Feilden Clegg Bradley’s plans for the University of Ulster.

There is certainly no shortage of willing lenders: in light of the current state of the markets, large institutional investors such as pension funds have come to view university building as one of the few safe havens for their capital.

The other cause is the seemingly inexorable rise in student numbers, fuelled in large part by increased applications from overseas candidates. Factor in the need for universities to bring their existing building stock up to current standards of environmental performance and it is clear why higher education has recently proved to be one of the construction industry’s more resilient sectors.

As the stellar shortlist of practices currently competing for the new LSE project might suggest, the UK’s universities are also coming to a new awareness of the role that architecture can play in establishing a brand that might appeal to prospective students.

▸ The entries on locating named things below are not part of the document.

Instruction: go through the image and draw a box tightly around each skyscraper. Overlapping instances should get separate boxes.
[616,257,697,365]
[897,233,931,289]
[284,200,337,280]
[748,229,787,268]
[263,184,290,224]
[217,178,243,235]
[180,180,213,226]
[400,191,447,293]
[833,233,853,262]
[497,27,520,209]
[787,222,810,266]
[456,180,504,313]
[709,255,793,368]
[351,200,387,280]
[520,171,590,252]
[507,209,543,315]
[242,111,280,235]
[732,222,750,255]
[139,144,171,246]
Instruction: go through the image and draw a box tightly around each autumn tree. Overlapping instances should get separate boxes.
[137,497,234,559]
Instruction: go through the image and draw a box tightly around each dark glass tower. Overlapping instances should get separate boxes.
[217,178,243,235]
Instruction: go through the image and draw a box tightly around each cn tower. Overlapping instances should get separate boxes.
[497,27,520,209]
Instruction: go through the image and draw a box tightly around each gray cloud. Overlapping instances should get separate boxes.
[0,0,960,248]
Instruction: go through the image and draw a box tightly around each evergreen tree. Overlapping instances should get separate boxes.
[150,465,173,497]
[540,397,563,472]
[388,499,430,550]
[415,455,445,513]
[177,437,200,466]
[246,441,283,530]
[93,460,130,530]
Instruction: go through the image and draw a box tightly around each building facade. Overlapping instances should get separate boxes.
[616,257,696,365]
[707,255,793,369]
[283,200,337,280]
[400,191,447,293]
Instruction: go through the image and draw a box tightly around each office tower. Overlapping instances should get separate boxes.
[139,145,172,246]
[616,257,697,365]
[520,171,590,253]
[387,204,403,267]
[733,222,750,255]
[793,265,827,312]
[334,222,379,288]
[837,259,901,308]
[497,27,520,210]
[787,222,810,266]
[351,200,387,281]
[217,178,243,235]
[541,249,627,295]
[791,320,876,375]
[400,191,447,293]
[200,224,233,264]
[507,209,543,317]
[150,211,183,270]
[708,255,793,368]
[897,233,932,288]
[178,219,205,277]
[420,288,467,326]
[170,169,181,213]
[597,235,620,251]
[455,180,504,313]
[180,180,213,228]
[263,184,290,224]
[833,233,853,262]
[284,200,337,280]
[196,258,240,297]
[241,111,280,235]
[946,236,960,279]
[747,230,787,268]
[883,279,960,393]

One of the more surprising instances of this phenomenon was the University of Durham’s recent appoint-ment of Daniel Libeskind to design its new physics department. For an institution that had built nothing of architectural consequence for decades this represented something of a Damascene conversion. But given the current competition for students it is a safe bet that, in the coming years, plenty of other higher education institutions in the UK will be announcing similarly unlikely appointments.